The new measures include updating safety-reporting requirements for rail companies operating in Canada, mandating tank cars that carry volatile crude be built with thicker steel walls, and improving data-reporting requirements for railways.
Canadian and U.S. regulators have urged the rail industry to improve safety measures after several recent accidents involving trains carrying crude, including last year’s derailment of a crude-carrying train in rural Quebec in July, which killed 47 people.
“Our government is committed to railway safety and the safe movement of dangerous goods,” Ms. Raitt said in a statement. “The upcoming regulations will further strengthen safety in Canada’s already robust transportation system.”
A spokesman for Canadian Pacific Railway Ltd. said the company was reviewing the announcement and that it has a “strong” set of existing safety measures it discloses to the federal government.
Jim Feeny, a spokesman from Canadian National Railway Co. said that its position on safety disclosure “largely aligns” with the federal government’s proposals, but it was also reviewing the announced measures.

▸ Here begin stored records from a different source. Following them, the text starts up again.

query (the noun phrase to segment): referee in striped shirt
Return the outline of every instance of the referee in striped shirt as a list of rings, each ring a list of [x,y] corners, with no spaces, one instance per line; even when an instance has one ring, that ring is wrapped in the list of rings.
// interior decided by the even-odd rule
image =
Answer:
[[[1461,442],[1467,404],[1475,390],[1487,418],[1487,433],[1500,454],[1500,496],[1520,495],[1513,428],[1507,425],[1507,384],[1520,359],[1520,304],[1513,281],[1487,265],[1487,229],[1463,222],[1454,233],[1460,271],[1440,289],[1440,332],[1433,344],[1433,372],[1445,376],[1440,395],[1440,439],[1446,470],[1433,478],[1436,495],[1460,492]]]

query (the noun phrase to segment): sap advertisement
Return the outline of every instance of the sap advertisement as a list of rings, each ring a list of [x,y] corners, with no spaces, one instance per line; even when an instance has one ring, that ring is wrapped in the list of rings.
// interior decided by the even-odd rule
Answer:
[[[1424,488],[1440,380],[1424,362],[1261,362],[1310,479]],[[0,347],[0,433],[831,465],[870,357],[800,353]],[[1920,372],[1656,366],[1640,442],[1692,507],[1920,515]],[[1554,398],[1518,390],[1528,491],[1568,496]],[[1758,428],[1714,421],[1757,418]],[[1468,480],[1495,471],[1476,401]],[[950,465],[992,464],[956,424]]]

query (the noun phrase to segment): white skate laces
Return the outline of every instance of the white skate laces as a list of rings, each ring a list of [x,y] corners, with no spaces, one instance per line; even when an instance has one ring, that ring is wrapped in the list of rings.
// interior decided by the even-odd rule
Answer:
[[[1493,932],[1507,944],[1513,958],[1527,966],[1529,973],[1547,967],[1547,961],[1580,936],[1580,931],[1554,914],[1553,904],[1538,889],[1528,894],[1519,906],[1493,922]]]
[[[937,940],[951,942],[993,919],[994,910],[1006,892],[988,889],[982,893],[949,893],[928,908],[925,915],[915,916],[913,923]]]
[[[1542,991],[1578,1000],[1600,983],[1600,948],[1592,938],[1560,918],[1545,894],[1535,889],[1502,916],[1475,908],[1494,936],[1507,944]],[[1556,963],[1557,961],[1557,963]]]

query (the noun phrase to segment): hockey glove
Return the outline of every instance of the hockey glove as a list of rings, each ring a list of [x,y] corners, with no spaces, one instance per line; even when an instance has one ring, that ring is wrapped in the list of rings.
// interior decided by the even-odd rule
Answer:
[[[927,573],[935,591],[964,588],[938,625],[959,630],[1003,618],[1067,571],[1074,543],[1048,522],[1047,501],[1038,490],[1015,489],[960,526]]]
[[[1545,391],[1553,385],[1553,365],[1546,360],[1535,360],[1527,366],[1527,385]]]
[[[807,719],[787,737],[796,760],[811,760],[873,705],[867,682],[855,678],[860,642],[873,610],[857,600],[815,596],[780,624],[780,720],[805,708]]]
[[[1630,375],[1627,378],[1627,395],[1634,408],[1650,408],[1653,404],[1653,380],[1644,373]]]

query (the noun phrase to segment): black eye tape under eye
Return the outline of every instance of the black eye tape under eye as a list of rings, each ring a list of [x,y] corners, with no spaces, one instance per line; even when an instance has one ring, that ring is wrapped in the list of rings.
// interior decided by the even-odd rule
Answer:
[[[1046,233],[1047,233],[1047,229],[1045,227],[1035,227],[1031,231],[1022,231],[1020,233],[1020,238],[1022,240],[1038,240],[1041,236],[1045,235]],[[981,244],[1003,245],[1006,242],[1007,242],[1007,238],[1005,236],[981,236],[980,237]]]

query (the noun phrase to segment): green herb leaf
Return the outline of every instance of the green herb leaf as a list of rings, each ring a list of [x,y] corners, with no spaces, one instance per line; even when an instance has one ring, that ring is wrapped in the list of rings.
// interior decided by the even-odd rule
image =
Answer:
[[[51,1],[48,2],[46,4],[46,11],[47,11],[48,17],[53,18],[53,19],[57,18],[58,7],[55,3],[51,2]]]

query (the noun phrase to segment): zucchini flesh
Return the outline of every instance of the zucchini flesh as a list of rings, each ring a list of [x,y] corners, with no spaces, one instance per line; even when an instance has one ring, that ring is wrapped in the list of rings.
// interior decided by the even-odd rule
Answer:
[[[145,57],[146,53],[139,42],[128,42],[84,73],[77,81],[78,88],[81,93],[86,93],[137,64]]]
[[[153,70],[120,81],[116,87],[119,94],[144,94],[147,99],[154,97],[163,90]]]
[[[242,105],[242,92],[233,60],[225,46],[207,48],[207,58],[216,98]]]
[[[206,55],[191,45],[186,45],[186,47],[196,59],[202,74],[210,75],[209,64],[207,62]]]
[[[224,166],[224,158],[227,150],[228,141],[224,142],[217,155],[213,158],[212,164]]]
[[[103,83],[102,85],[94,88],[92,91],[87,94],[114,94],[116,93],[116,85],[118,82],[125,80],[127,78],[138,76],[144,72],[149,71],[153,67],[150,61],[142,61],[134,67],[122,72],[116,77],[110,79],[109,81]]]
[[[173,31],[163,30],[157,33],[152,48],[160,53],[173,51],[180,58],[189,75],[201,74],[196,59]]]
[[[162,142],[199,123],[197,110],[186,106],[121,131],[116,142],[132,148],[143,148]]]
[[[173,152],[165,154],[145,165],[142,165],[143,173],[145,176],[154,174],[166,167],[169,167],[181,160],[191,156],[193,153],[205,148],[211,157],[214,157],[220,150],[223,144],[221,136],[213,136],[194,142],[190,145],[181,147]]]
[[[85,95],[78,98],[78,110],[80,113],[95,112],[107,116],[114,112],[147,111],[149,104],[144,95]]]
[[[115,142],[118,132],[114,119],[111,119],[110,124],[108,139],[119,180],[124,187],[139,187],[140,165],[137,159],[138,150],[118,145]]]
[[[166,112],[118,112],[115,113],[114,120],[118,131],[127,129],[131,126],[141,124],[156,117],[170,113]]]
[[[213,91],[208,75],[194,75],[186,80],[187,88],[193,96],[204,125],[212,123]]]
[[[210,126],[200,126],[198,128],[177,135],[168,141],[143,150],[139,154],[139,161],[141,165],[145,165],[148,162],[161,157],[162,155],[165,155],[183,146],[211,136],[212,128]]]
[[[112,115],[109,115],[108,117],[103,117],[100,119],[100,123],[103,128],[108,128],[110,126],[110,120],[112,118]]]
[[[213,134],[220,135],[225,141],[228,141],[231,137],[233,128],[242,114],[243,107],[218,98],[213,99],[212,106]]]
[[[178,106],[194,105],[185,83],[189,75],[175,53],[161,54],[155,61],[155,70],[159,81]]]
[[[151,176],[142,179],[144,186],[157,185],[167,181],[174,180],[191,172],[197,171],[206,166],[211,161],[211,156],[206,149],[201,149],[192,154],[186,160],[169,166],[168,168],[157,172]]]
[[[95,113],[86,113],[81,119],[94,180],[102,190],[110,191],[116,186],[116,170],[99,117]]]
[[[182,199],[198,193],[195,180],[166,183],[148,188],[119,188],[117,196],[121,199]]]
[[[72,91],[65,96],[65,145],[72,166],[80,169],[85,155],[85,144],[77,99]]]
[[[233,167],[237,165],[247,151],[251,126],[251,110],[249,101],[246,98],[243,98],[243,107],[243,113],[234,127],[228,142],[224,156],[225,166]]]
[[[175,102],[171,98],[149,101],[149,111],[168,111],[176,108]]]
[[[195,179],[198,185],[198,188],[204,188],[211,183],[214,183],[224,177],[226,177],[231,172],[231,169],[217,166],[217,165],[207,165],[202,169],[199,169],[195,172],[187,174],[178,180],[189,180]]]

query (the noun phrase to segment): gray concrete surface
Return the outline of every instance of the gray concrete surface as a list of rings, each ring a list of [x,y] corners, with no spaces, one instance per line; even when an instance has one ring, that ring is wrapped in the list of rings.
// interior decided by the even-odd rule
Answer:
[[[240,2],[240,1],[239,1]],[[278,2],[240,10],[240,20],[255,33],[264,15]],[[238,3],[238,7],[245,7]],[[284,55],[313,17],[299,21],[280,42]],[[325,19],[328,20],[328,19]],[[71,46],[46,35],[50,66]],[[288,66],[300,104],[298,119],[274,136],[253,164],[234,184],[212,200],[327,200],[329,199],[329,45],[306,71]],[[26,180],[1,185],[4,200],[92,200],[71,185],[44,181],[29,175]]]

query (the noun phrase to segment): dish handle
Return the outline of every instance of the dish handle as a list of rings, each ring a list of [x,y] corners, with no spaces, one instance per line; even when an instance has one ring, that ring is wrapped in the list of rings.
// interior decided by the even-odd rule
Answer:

The new rules announced Friday will include amendments to legislation to require DOT-111 tank cars to abide by new standards such as thicker steel walls and better top protection to reduce spills in a derailment.
The ministry will also require the country’s short-line railroads to upgrade their safety-management disclosure by providing Transport Canada with the same reports on safety risks that the country’s major rails provide. The proposal affects 35 railways in Canada, Transport Canada said.
Transport Canada is also requesting that Canada-based railroads provide measurable data such as maintenance and repair records to the federal government that could better address safety risks before they occur.
Friday’s measures follow a series of steps Ms. Raitt announced in April to improve rail transport in response to recommendations made by the Transportation Safety Board of Canada after its investigation of last year’s Lac-Mégantic tragedy.
The federal government also ordered older DOT-111 tank cars to be phased out or retrofitted in three years, and added a requirement that all crude oil shipments include emergency response plans.
It is unclear how many DOT-111 cars operate in Canada, but the Association of American Railroads and the American Short Line and Regional Railroad Association says that there are 228,000 general-purpose tank cars in service in the U.S. known as DOT-111s.
The U.S. has adopted tougher classification standards for shipping crude-by-rail that but hasn’t curbed the use of older DOT-111 tank cars on the country’s tracks despite last year’s deadly accident in Quebec and more recently, a fiery derailment in Lynchberg, Va.